At their approach the blighters carried off their implements, flattened and squeezed themselves through a thin gap at the base of the wall like escaping mice before a prowling tom.

They caught her eye only because of the motion. The two dragons on the jutting lofts of rock had her attention.

Both were dragonelles, one rather undersize, her green scales pale and almost translucent, well formed of limb though in a delicate way that suggested little in the way of gorge or exertion.

The other was a white dragonelle, formidably huge and perhaps a bit more massive than DharSii. Wistala had the odd sensation of knowing her without having ever been introduced, probably some vague echo of a mind-picture from Mother. But there was, yes, a half-familiar shape to her short, proudly curved snout, the challenging arc of her eye ridge . . . Her scales had thinned a bit around her jawline and above her eyes, the flesh sagged in a little where her saa met her spine; she was a dragonelle of long years but still formidable.

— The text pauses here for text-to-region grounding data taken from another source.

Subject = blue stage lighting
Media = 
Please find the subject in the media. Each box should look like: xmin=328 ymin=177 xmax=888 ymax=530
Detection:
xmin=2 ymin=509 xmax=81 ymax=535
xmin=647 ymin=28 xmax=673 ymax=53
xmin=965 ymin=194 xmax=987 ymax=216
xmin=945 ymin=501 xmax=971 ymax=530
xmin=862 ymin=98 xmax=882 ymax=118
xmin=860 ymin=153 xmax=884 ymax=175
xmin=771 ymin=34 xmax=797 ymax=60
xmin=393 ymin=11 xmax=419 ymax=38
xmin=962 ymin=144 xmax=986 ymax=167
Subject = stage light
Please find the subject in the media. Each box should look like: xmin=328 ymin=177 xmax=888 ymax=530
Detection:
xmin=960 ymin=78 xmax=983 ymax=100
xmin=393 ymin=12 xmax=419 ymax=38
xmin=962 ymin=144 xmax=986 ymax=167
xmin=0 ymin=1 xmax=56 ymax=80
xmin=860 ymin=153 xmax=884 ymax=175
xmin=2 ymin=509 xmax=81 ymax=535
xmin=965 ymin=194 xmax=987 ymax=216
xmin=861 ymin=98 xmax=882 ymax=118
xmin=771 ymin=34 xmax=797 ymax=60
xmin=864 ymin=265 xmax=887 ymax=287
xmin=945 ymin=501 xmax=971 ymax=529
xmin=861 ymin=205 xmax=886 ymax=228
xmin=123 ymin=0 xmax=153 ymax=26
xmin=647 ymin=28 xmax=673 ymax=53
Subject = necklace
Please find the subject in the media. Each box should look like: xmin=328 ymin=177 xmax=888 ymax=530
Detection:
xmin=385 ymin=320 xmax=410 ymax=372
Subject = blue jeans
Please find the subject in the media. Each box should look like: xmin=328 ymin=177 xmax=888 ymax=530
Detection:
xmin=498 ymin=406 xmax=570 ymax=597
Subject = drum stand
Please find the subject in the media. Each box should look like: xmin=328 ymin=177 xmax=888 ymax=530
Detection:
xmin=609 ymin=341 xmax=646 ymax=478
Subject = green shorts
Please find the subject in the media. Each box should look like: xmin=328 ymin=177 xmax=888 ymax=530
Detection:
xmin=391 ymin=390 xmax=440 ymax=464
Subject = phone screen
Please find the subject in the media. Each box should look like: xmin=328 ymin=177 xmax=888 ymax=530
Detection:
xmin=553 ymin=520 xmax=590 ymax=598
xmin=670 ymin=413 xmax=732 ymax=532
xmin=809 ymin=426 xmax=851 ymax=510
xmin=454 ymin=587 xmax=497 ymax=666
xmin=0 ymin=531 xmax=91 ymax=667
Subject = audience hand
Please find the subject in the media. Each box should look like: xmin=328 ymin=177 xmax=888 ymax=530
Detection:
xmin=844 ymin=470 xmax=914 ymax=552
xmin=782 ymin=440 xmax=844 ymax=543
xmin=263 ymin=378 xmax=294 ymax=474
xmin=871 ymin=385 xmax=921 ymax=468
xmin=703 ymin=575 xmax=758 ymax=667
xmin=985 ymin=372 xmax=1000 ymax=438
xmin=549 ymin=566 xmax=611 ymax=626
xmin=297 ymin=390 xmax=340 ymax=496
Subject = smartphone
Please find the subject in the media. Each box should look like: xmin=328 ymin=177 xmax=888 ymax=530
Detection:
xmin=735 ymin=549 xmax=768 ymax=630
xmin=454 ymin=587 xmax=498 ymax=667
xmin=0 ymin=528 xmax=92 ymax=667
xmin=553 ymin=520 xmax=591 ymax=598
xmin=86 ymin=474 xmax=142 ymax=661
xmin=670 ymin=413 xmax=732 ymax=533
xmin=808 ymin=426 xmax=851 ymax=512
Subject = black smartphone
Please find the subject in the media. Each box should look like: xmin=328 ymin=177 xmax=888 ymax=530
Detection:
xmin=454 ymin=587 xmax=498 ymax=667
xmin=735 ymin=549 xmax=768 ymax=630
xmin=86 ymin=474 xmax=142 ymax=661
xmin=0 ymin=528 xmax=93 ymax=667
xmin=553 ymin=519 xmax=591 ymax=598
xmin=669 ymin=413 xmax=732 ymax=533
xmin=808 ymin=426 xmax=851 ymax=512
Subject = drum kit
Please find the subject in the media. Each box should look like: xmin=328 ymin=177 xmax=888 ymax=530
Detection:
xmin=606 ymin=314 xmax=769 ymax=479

“I bring a visitor, Damesister.” It took Wistala a moment to work out the relationship; she’d only heard the word once before from her Father in one of his battle-stories . . . a man or a dwarf would have said aunt. “I humbly present Wistala, a dragonelle out of the south, who seeks ha-hem succor and solace.”

I never said that, Wistala thought.

The striped dragon turned to her. “Wistala, this is Scabia, Archelle of the Sadda-Vale, and her daughter Aethleethia, my ha-hem beautiful uzhin.”

Both dragonelles fluttered their griffs at Wistala with that same bird-wing delicacy. Wistala thought she should fit in and tried to imitate it, but her griff rattled off her scale, and the dragonelles glanced at each other.

The white dragon extended her nose just a little and sniffed the air in Wistala’s direction, her pink eyes as cold as the glaciers Wistala had passed over.

“Will you not make her welcome?” DharSii said, and Wistala liked him a little better.

“Who were your sire and dame?” Scabia asked.

“AuRel of the line of AuNor and his mate Irelia.” Wistala decided to make her introduction formal, and spoke as Mother taught: “I was first daughter and fourth out of the five eggs.”

“Ah,” Scabia said. “I thought I recognized your wing-points. I knew your mother somewhat. You are how long out of the egg?”

“These thirteen winters.”

“And already wide-winged! I’m amazed.”

Aethleethia extended her long neck and scratched herself under the chin with the claw tip on her loft, and DharSii turned away to inspect a piece of iconography etched on the floor in a manner similar to that ringing the entrance. He brushed away some dust with his tail so that the black glass might shine.

A shadow darkened the splash of outside light and the golden dragon dropped through with wings folded. He opened them again with dramatic suddenness and alighted. “Ah-ha! A visitor!” he trumpeted, folding his wings.

“Ha-hem,” DharSii said, his eyes and nostrils half-closed. “Wistala, you meet the dragonlord of Vesshall, NaStirath.” A certain airiness highlighted the words, but what he meant to imply, if anything, Wistala couldn’t guess, not knowing him well.

“My daughter’s mate,” Scabia added.

NaStirath loosed a short but loud prrum in the general direction of Aethleethia’s place. The lord of Vesshall was a finely formed fellow, long and well fed, not a scar on him or a scale out of place, and he smelled of steam and hot scale, being fresh out of the lake.

He spoke: “Just like you, DharSii, to guide a female over me without an introduction. Don’t tell me you’re finally courting a mate.”